Drinking my blues away was the objective and as far as I can remember it was a successful endeavor. Started out in the early afternoon at Harley’s on Baloy where I participated with my Lagoon teammates in 10-3 thrashing in dart league action.

My teammates after our successful afternoon of dart play.
One of the views we enjoyed from Harley’s.
This odd-looking device was on the bar…no idea what it is used for…

I had achieved a pretty nice buzz by the end of the dart match, but I was just getting started. I needed to get one of my darts repaired so I walked further down Baloy Beach road to the Viking resort. Cristy, one of the dart players there, has the equipment needed to fix my broken dart, so I left it with her. Viking had just finished putting a whipping on Johan’s, and a couple of the gals from Johan’s I know were still there, so naturally, I greeted them. They left before I concluded my business with Cristy.

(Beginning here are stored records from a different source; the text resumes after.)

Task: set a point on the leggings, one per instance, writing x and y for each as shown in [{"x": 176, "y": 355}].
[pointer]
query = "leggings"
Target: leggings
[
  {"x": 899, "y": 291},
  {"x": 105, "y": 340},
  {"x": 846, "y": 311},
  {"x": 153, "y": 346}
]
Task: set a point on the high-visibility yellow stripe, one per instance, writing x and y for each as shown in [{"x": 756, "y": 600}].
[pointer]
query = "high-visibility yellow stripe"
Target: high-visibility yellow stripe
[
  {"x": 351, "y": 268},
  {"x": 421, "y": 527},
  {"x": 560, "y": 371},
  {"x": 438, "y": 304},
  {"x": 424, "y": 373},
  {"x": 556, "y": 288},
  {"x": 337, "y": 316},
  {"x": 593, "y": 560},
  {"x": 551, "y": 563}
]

Since I was already in the middle of Baloy I decided to continue my drinking at a nice little beach bar nearby called McCoy’s. As I walked up I was surprised to see the two gals from Johan’s there as well. Turns out one of them was having a birthday, so I bought a round of drinks in her honor. Now, the one thing I don’t like about McCoy’s is they have a karaoke machine, and it is apparently always set at full volume. Some young woman was wailing away when I arrived. Normally, I just move on to somewhere else, but since the birthday girl wanted a drink, I stuck around. She eventually decided she wanted a turn on the videoke machine, so she deposited the requisite coins and grabbed the mike. I don’t remember what she sang, but it sounded alright.

And then she insisted that I take a turn. Play the video below at your own peril. You’ve been warned!

It always sounds so much better in my head. Ah well. Even bad singing doesn’t impact the view from McCoy’s:

After a couple of beers, I decided to head on back to Barretto. As I passed by my ex’s place, I thought, fuck it, I’m going in. Dick didn’t seem happy to see me but the ex joined me at my table for a glass of wine. I’m glad we are still on friendly terms.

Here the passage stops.